First I made a list of fathers. All told, there were twenty-two. I wrote to Jerry Boscher’s father, Marcia Eldersveld’s, Paul Bigelow’s, Shawnay Smith’s, Gary van Eerden’s, Becky Marcellus’s, Jay Osherow’s, Stephen Peck’s, Tommy Sturdevant’s, Esme Carlyle’s father (he was an elementary school principal), Ellen Hake’s, Brian Siplon’s, Sara Schoen’s, Genevieve T. Park’s, Eric Klein’s, Eileen Heuvelhorst’s, Darlene Diane Johnson’s, Bobby Fodor’s, Mandes Iver Garnes’s, Yvonne Muller’s, Nancy Wong’s, and Ira and Jay Dembinksky’s father.

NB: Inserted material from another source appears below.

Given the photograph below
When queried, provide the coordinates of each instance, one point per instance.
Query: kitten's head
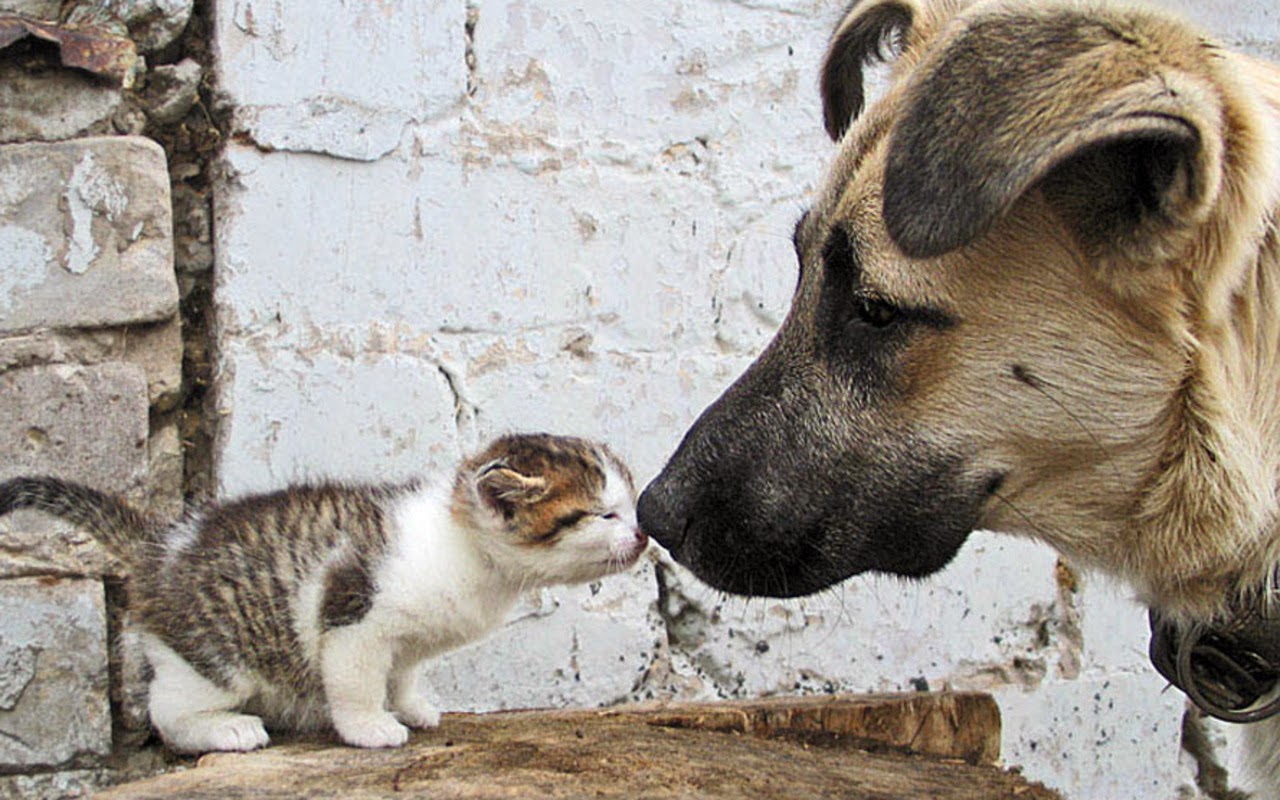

I never sent a single letter; in that sense, my epistolary life was willfully unrequited. But I didn’t throw them away, either. Plus, I made carbon copies. “A letter never sent is a kind of purgatory,” writes Chekhov. What made me write all those letters? The basic desire to speak to any father with a sense of intimacy, I suppose. Being able to organize emotions, the direct address, the implorations and requests, the letting off of steam, the indictments, the complaints, the attempt to feel things deeply. And since I was composing these letters on pieces of paper with the words Overdue Notice at the top, they must’ve been written with an abiding sense of urgency, not to mention some notion of imposing a penalty. No single example can fully represent this veritable fugue state of letter writing. But here’s one written to Mandez Garnes’s father, whose first name was Jacob.
Dear Mr. Garnes,
You probably remember that I’m friends with your son Mandez and that I’ve been at your house. You probably remember that at your barbeque Mandez and I took our chicken and potato salad over by the guest house. Mandez told me the guest house was going to become his own private room. It was going to be his birthday present when he turned sixteen. I work in the bookmobile and have some time to think about important things. One of these things is that last week you might remember seeing me in front of the Majestic Theatre. I wasn’t short on money for a ticket. I didn’t need to ask you for money because I work in the bookmobile, as I said. I don’t remember a lot of things my own father said but he called that kind of movie a shoot ’em up. Why I’m writing this letter is for the following reason. I want to tell you that I thought it was wrong of you to embarrass Mandez when he found out he was short of ticket money himself. You said it builds character to earn your own money and why should you pay for Mandez, he’s already fifteen. My own father embarrasses me every day by not being around. Mandez is lucky you’re around but you didn’t have any cause to embarrass Mandez that way, I think. You could just as easily of given him the ticket money and talked to him father son in private later on. That’s all of it. By the way something you should know is that Mandez is good at earning money. For instance there’s nobody better than your son at finding money people dropped under the bleachers at Ottawa Hills stadium, during football games. Maybe you didn’t know that every Saturday and Sunday morning Mandez walks around under the bleachers and finds money like that. Were you ever that smart when you were 15? Maybe you should give that some thought. I don’t think Mandez enjoyed the movie very much because of all of what you did.